RESULTS AND DISCUSSION Phosphorus Dynamics in Particulate Organic Matter


Phosphorus associated with POM changed rapidly during residue decomposition and its dynamics significantly differed from that observed for C and N contained in the POM. The amount of P contained in the POM at the beginning of the incubation (Day 0) represented about 25% of the total P added in both residues. After 5d of decomposition a further significant decline in POM-P occurred, indicating a rapid release of P from residues in both soils (Fig. 1). In the Ultisol, 5 d of decomposition resulted in a release of 92 and 95% of the P contained in the POM at Day 0 from the sorghum and crotalaria residues, respectively. In the Alfisol, 75 and 77% of the P contained in the POM at Day 0 was released during this 5-d period. This significant loss of

P from the residues contrasted with a lower proportion of C and N released from the POM during the same period. A maximum of 18% of C and 59% of N were released from the POM after 5 d of decomposition (Table 3). These results suggest some differences in the mechanism of release of C and N from plant residues. While initial release of C and N from the residues seemed to be more controlled by the utilization of the substrates by the microbes, the release of P was very rapid and relatively independent of the utilization of C by the microbes.
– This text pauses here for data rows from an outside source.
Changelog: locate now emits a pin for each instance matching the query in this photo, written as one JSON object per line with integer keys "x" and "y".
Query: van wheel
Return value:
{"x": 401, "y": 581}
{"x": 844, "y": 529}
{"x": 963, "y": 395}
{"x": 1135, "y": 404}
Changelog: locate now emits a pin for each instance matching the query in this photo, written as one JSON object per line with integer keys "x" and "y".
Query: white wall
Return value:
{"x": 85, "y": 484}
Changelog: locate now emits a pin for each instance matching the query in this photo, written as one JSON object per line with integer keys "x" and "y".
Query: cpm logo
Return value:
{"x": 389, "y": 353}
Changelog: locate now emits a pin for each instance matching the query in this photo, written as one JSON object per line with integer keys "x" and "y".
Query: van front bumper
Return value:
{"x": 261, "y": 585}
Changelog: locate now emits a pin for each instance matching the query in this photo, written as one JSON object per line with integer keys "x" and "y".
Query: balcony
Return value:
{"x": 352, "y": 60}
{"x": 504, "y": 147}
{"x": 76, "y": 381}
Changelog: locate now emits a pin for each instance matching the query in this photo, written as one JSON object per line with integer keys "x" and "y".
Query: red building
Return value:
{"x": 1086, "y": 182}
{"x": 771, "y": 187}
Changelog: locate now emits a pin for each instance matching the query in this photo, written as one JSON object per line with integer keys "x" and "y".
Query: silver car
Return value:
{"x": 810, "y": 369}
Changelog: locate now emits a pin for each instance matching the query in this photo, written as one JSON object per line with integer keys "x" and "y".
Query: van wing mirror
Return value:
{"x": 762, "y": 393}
These results can be partially explained by a large proportion of the plant P present in inorganic forms and the ability of the organic P compounds to be mineralized by plant enzymes. Previous studies have shown that because of autolysis of the plant cells and hydrolysis of phosphate esters by plant phosphatases, a significant amount of P can be released from dried plant materials even without microbial activity (Martin and Cunningham, 1972). In this study, 73 and 63% of the total plant P was in inorganic P forms in the sorghum and crotalaria residues, respectively (Table 2). Previous studies have also indicated a rapid release of residue P at early stages of decomposition. For example, Friesen and Blair (1988) observed that more than 50% of residue-derived P was in inorganic soil pools after 11 d of incorporation. McLaughlin et al. (1988c) also found that 50% of the 33P applied in labeled residues of Medicago lupulina was extractable from the soil with NaHCO3 (pH 8.5) at the beginning of the experiment. They estimated that the amount of P remaining in the residues after 15 d of decomposition accounted for only 4% of the 33P initially added in the residues. They attributed the rapid release of P from the residues to the high proportion of inorganic P initially present in the residues

Fig. 1. Changes in P associated with the particulate organic matter (POM-P) after the incorporation of plant residues in the Ultisol and Alfisol. (Bars represent Tukeys HSD (P 0.05) for mean comparisons between plant residue treatments within sampling time. Data points are means of three replicates with bars representing their standard errors.)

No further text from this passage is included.